Какое заигрыванье! Какое пустое и пошлое зубоскальство! Как не хороши все эти «какой-нибудь нос» и «что-нибудь не так», к тому же приставленные так близко друг к другу!
Перо врубалось решительно, отсекало и вписывало, чтобы изложение сделалось серьезней и проще:
«Дамам он не понравится, это можно сказать утвердительно, ибо дамы требуют, чтоб герой был решительное совершенство, и если какое-нибудь душевное или телесное пятнышко, такая беда! Как глубоко ни взгляни автор в душу, хоть отрази чище зеркала его образ, ему не дадут никакой цены. Самая полнота и средние лета Чичикова много повредят ему: полноты ни в коем случае не простят герою, и весьма многие дамы, отворотившись, скажут: «фи, какой гадкой!»»

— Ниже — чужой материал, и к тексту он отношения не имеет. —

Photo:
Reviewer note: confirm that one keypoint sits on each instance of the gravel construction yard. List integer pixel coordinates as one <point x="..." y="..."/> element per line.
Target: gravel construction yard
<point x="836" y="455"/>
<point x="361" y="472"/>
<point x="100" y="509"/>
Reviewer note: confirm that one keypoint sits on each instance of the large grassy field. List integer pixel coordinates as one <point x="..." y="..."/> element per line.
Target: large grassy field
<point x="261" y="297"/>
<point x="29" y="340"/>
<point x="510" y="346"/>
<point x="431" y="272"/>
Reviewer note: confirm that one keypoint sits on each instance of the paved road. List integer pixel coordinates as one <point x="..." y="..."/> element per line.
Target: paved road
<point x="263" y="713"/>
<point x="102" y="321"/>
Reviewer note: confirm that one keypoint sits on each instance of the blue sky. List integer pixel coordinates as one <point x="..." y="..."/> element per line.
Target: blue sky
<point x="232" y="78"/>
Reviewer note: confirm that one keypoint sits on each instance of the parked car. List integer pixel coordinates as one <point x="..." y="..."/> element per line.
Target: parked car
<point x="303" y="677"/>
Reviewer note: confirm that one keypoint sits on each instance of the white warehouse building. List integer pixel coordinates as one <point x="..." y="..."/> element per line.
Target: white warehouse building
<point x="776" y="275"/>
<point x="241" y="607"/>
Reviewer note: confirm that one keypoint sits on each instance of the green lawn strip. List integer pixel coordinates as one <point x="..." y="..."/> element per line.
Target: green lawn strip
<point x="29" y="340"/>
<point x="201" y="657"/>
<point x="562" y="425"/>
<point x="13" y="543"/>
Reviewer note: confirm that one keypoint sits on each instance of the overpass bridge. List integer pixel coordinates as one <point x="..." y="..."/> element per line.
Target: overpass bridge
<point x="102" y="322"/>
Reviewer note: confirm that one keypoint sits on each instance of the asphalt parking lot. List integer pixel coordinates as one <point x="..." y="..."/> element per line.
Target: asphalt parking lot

Кажется, можно бы, если и не быть довольным вполне, поскольку к полному совершенству мы только стремимся, а достичь его нам не дано, так хотя бы удовлетвориться на этом. Однако же нет. Снова всунулись эти пространные толки о дамах, точно не могло и делаться никакого дела без них:
«Увы, всё это известно автору, но что же делать. До сих пор как-то автору ещё ничего не случилось произвести по внушению дамскому, и даже он чувствовал какую-то странную робость и смущение, когда дама облокотится на письменное бюро его. Теперь, конечно, всё прошло, даже и смущения не чувствует он. Воспитанный уединением, суровой, внутренней жизнию, не имеет он обычая смотреть по сторонам, когда пишет, и только разве невольно сами собой остановятся изредка глаза только на висящие перед ним на стене портреты Шекспира, Ариоста, Фильдинга, Сервантеса, Пушкина, отразивших природу такою, какова была, а не таковою, как угодно было кому-нибудь, чтобы она была…»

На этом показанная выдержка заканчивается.